NOTE 7 SHAREHOLDERS’ EQUITY

 

Stock Options

 

On October 1, 2023, the Company granted options to three of its non-employee directors to purchase an aggregate of 332,409 shares of its common stock at an exercise price of $0.76 per share. The options vest one year from the date of grant, expire five years from the date of the grant and 110,803 were forfeited prior to vesting. The options have a weighted average grant-date fair value of $0.36 per share and an aggregate grant-date fair value of $120,000, which will be recognized, net of forfeitures, ratably over the vesting period. No options were granted during the three and six months ended March 31, 2023. There were no options exercised during the three and six months ended March 31, 2024 or 2023.

 

The Company recognized compensation expense for stock option awards of $10,000 and $15,000 during the three months ended March 31, 2024 and 2023, respectively, and $61,000 and $39,000 during the six months ended March 31, 2024 and 2023, respectively, which was recorded as a component of general and administrative expenses in its condensed consolidated statements of operations. At March 31, 2024, there was $41,000 of total unrecognized compensation cost related to nonvested stock option awards that is expected to be recognized over a weighted average period of 0.5 years.

 

Nasdaq

 

On July 31, 2023, the Company was notified by Nasdaq that it was not compliant with its closing bid price requirement because the closing bid price of our common stock was below $1.00 per share for 30 consecutive trading days. The Company had 180 days, or until January 29, 2024, to regain compliance with this requirement.
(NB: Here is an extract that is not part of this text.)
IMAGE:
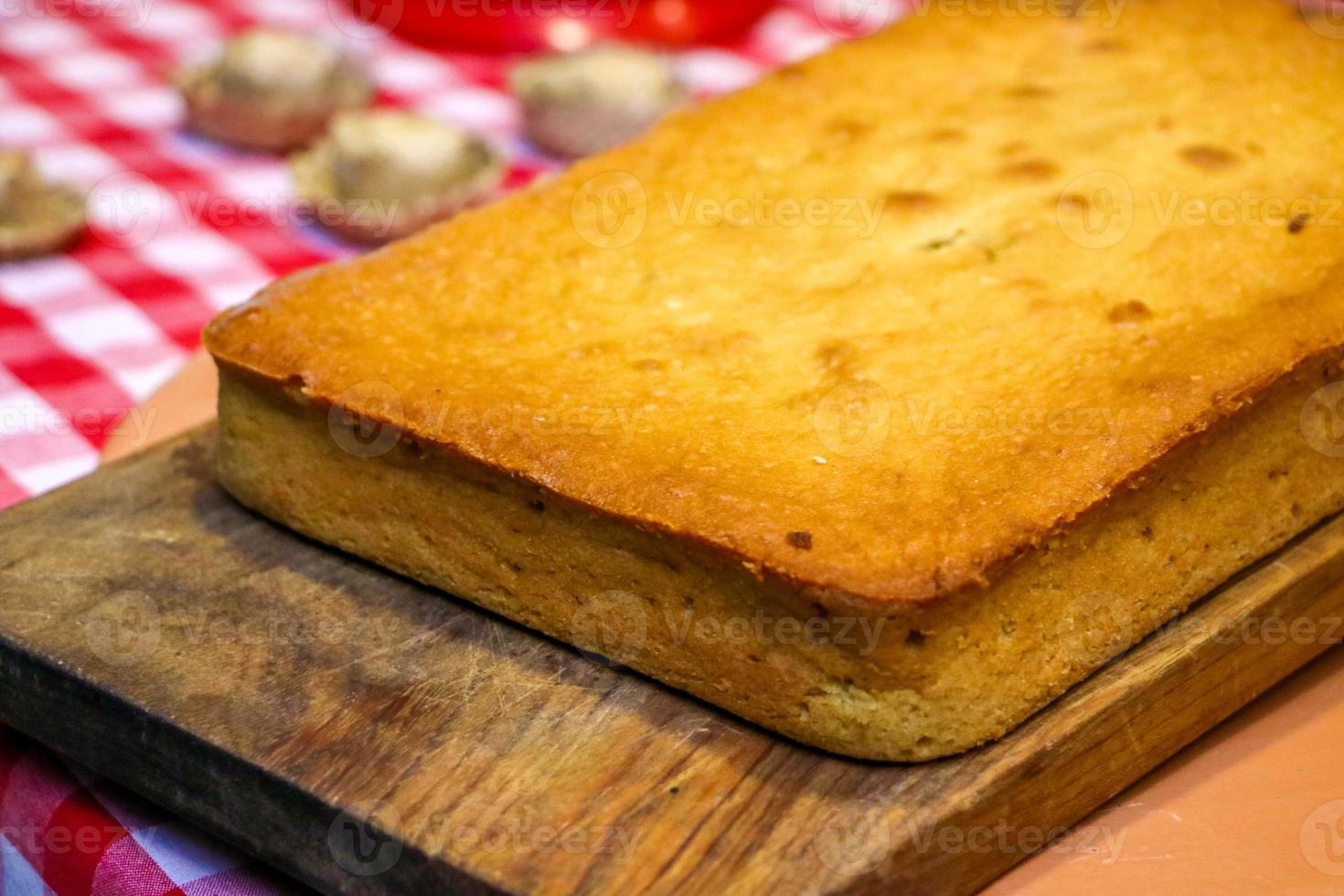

On January 30, 2024, we were notified by Nasdaq that based on our continued non-compliance with this requirement, it had determined that the Company’s common stock would be scheduled for delisting from Nasdaq. On February 6, 2024, the Company requested a hearing on this matter with the Nasdaq Hearings Panel (“Panel”), which was held on April 9, 2024. This request stayed any trading suspension or delisting of the Company’s common stock until the completion of the hearings process.

 

On February 22, 2024, the Company was notified by Nasdaq that its shareholders’ equity of $2,312,852 as reported in its Form 10-Q for the period ended December 31, 2023 fell below the $2,500,000 minimum required for continued listing and that the Panel would consider this additional deficiency at the April 9th hearing.

 

At the hearing, the Company presented a plan of action to meet compliance with both bid price and shareholders’ equity (our “Compliance Plan”). On April 19, 2024, the Company was notified by the Panel that its request for an extension was granted. The Company has until July 9, 2024 to become compliant with both bid price and shareholders’ equity. We can provide no assurance that we will regain compliance by July 9, 2024.

 

In order to meet the shareholders’ equity requirement, the Company is in negotiations with Forward China to convert a portion of the accounts payable due to them from the purchase of product into equity. We can provide no assurance that these negotiations will be successful.

 

Reverse Stock Split

 

On February 6, 2024, the Company's shareholders approved an amendment to our Restated Certificate of Incorporation (the “Amendment”) to effect a reverse stock split at a ratio in the range of 1-for-2 to 1-for-3, with such ratio to be determined at the discretion of the Company's board of directors and with such reverse stock split to be effected at such time and date, if at all, as determined by the Company's board of directors in its sole discretion. Due to the decline in its stock price since February 6, 2024, the Company does not believe the ratio approved in February will be significant enough to maintain long term compliance with Nasdaq’s bid price requirement. The Company is therefore currently seeking shareholder approval at a special meeting on June 10, 2024 to increase the range of the reverse stock split from 1-for-3 to 1-for-10, which if approved, would void the ratio approved by shareholders on February 6, 2024. If shareholder approval is obtained, the Company’s board of directors intends to determine whether to proceed with the reverse stock split, the effective time and ratio of the reverse stock split at a future date. We can provide no assurances that it will be approved by shareholders or implemented by the board of directors or that it will result in our stock price increasing to meet the bid price requirement for a period sufficient to regain compliance with Nasdaq listing requirements.